Interpreting AMD RDNA3 instruction names

I am trying to analyze my OpenCL kernel as compiled for an RDNA3 AMD GPU.

When I load my OpenCL kernel in the analyzer, it displays the assembly instruction for it in gfx1102 (RDNA3) assembly.

So far, so good.

I have difficulty interpreting the instruction names, though.
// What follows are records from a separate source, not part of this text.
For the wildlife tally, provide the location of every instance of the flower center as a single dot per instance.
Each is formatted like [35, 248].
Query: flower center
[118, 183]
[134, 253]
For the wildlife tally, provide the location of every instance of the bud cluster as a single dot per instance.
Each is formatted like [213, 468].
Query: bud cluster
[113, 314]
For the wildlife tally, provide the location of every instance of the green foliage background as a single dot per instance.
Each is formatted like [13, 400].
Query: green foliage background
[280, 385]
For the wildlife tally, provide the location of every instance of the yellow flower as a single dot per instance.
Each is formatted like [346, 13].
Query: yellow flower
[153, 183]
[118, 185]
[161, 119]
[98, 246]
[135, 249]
I can look them up in the ISA documentation, but often, the full instruction name is not listed.

In my kernel's inner loop, I do multiply-adds on 16 bit floating point values.

I see this translated into:

v_fmac_f16_e32    v?, v?, v?

Which seems appropriate, as I understand that the 'v' stands for vector, fmac for fused-multiply-add and f16 for the 16-bit float arguments.

But the document does not describe the _e32 suffix.

What is the meaning of the _e32 suffic in RDNA3 assembly?

Solution

I think the ..._e32 suffix means the instruction is encoded as 32b. For instance, many instructions that are normally encoded as 64b (..._e64) also have a more compact encoding if the controls and inputs are the common cases. Instruction decoders expand the equivalent compact encodings with default values to the larger. In other words you could probably replace any .._e32 op with a similar op but with an .._e64 suffix and the program would be semantically (but would encode a little larger). You could confirm my guess by testing this.

I noticed this difference by manual observation and knowing of the gimmick from other architectures. Look at the decoded bits from the disassembler (also provided by the disassembler given the right option) along with the output, for instance.

v_add_co_ci_u32_e32 v5, vcc_lo, s3, v1, vcc_lo  // 000000002158: 500A0203
                                                                 ^^^^^^^^ 32b
...
v_mul_f32_e64 v7, v3, -s1                       // 000000002198: D5080007 40000303
                                                                 ^^^^^^^^ ^^^^^^^^ 64b

Some instruction lack any _eXX suffix. My guess is that those encodings are fixed size and lack ambiguity around this. E.g. HW and SW agree that such ops only have a single encoding size.

s_load_dword s5, s[6:7], 0x30                   // 00000000240C: F4000143 FA000030

Dig around in the instruction formats to see if there something, but I would not be surprised if the instruction manual omits this.